It is well known that ICF far outperforms framed buildings in energy efficiency and comfort levels, but how do we measure this performance? The R- value, or “resistance to heat flow”, measures just that. Using the R-Value home builders can measure the resistance a material has to heat transfer.

Overall, there are 3 main factors that affect the energy performance of a building including it’s radiation/mass, convection and thermal conduction. Out of these three factors the R-Value  accounts for thermal conduction which is the transfer of heat by contact of one molecule to the next. In a typical wood frame wall the only component with high R-values is the insulation itself. However, not all the other components score as highly and around every 16 inches these lower level R-values (for example, a stud has an R-Value of R-5) form a “thermal bridge” which allows heat to travel through the walls at a higher rate. This means that around 16% of the total wall area in a wood frame build consists of these thermal bridges, reaching a mere R-7 at most. While builders may advertise the higher levels achieved by the insulation, advertised values can be double what is actually achieved after detracting the thermal bridge effects.

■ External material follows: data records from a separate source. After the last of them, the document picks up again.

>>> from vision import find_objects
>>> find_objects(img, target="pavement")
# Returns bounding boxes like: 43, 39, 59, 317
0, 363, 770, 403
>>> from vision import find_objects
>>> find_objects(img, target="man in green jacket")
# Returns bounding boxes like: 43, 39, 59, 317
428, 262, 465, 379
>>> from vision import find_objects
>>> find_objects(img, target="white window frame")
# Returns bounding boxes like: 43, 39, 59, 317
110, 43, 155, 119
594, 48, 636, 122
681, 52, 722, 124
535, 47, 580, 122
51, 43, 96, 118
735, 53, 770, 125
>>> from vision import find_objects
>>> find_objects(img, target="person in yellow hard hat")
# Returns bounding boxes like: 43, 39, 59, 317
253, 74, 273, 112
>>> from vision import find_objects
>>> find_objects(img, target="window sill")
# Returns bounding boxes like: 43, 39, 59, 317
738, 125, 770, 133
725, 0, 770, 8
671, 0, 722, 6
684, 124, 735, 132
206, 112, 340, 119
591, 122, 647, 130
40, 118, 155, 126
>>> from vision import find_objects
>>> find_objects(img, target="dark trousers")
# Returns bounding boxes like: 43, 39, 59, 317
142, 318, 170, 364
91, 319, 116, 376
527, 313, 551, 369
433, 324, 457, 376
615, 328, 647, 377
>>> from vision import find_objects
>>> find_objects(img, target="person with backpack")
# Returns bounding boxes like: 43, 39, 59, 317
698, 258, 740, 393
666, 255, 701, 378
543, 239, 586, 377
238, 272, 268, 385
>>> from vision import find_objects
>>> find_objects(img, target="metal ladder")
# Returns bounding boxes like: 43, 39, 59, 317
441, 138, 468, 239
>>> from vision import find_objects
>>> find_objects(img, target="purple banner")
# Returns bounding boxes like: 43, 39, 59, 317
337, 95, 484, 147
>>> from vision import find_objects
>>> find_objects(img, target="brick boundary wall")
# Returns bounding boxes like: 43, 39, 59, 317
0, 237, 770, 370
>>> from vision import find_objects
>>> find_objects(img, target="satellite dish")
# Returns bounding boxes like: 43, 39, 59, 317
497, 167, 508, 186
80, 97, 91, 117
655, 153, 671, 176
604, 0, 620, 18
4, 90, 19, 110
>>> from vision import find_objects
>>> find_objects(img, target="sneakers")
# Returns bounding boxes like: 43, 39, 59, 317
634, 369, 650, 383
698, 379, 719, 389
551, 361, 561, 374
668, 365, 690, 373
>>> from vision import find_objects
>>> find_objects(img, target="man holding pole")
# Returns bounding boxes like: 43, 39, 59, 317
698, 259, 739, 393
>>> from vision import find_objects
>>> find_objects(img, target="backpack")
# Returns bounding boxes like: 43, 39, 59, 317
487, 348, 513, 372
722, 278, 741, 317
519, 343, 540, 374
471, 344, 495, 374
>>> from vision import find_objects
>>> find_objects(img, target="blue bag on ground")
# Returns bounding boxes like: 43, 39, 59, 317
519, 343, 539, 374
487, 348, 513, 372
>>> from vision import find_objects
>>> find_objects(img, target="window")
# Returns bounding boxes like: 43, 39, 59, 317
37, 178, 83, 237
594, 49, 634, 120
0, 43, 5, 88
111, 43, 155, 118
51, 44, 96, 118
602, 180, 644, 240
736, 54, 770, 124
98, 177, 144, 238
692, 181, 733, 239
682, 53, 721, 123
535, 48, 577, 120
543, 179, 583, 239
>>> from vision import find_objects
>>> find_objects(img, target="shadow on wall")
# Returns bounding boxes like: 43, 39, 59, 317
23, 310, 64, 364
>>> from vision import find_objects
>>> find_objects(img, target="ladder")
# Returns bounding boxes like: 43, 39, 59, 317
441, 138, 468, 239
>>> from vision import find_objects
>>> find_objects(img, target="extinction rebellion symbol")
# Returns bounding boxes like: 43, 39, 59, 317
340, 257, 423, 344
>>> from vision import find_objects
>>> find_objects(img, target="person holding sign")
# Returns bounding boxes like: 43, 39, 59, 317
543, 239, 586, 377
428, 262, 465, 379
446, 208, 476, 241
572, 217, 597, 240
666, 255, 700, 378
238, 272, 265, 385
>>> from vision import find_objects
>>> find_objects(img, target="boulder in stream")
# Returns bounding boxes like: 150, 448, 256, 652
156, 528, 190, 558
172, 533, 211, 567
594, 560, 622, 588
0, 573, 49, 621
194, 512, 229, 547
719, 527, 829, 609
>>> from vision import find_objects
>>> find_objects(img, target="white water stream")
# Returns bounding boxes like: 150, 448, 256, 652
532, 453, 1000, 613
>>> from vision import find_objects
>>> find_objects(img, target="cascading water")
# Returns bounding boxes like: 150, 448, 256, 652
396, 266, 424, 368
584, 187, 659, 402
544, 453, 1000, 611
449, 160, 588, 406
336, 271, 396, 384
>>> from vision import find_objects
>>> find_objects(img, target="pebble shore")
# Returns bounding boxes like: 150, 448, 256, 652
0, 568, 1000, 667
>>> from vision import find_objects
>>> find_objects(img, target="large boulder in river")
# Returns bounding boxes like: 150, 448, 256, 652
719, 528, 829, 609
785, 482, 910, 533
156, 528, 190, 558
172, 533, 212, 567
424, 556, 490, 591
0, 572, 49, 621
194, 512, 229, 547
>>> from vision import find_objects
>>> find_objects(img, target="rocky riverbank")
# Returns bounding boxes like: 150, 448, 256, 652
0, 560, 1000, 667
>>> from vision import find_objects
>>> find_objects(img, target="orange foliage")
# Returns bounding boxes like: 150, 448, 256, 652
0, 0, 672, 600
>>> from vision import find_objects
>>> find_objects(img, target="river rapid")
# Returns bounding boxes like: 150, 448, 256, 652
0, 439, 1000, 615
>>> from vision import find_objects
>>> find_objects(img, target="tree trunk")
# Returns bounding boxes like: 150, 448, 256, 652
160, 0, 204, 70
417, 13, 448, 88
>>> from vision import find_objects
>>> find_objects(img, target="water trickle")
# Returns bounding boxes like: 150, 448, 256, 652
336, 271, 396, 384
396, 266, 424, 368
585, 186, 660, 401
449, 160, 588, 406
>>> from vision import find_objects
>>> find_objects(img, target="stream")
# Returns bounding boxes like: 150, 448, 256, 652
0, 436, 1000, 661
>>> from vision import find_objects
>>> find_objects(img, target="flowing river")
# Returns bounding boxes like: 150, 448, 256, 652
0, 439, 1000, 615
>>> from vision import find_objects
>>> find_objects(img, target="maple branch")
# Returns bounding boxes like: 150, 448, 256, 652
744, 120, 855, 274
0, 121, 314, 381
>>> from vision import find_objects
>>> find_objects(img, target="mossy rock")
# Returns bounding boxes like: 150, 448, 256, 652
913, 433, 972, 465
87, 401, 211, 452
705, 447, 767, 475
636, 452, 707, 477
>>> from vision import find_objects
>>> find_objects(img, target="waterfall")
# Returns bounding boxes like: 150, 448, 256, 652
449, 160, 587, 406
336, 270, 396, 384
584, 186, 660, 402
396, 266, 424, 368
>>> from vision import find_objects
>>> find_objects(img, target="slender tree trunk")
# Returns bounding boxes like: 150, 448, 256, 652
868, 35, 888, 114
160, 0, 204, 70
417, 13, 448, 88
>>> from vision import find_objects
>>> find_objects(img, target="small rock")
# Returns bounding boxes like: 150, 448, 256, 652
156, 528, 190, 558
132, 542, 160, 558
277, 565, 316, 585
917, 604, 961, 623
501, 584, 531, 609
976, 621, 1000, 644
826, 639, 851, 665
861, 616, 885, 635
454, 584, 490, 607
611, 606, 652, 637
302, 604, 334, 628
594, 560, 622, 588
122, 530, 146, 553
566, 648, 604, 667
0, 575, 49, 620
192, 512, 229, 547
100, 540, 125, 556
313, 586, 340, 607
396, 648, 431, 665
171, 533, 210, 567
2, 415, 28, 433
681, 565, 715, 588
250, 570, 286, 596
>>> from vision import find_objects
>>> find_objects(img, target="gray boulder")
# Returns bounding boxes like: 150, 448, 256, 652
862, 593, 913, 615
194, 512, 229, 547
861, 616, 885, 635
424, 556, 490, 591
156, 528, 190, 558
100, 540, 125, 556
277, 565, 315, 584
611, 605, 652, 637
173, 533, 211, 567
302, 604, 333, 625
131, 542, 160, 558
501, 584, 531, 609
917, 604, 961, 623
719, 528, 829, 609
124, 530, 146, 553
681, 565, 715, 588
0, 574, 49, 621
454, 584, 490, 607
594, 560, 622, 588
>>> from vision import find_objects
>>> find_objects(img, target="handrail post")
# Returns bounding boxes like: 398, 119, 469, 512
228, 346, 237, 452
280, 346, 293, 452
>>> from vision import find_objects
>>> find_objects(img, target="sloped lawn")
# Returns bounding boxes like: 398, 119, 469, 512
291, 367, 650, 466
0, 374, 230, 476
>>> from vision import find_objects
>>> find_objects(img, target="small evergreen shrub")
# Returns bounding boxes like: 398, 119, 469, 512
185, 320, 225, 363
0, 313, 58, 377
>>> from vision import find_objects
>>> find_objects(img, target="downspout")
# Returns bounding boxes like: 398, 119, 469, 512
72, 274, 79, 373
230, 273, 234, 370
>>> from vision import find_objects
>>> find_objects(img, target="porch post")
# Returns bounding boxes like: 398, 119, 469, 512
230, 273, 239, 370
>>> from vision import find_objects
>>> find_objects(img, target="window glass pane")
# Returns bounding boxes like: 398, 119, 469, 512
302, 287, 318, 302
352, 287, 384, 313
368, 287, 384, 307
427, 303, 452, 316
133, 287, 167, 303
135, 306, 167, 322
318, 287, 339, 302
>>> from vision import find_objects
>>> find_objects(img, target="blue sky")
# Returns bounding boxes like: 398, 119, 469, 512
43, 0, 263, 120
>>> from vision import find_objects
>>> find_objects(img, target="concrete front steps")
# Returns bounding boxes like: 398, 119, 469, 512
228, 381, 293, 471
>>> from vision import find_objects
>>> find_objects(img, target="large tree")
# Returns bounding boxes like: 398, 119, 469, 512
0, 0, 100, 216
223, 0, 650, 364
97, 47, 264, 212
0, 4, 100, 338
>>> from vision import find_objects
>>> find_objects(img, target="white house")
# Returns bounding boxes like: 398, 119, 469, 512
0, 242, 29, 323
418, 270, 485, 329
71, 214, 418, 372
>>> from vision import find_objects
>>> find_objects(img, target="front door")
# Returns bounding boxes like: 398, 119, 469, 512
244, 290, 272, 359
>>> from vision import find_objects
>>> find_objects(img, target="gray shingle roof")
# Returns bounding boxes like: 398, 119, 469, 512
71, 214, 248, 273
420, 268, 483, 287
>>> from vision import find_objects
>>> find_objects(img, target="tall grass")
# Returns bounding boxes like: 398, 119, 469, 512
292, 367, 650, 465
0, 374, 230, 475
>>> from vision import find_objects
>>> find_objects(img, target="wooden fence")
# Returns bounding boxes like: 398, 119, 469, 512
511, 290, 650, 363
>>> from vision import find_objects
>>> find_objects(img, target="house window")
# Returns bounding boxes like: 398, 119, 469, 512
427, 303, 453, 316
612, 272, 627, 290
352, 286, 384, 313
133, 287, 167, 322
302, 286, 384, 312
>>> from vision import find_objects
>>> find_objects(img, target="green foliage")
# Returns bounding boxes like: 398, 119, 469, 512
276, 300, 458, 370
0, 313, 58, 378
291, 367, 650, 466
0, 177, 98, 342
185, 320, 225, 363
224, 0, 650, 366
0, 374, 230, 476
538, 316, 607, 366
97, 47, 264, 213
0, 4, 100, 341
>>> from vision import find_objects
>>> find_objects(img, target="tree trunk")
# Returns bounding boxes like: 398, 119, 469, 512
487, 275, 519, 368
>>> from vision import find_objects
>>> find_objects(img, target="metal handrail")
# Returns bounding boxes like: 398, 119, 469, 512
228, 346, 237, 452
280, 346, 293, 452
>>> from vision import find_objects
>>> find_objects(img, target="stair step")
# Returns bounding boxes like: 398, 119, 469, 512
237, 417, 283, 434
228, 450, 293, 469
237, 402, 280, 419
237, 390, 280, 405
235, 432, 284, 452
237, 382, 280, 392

This is where ICF stands out. In the center of ICF walls lay concrete sandwiched between two layers of EPS foam which provide two layers of continuous insulation, eliminating the risk of thermal bridging to occur. The concrete core is slow to change temperature meaning that your buildings temperature will stay consistent throughout the day, regardless of what’s happening outside. Plus your building’s heating or air conditioner won’t have to work as hard. Each side of the EPS foam achieves R-11, meaning this technology typically rates at R-22 or higher!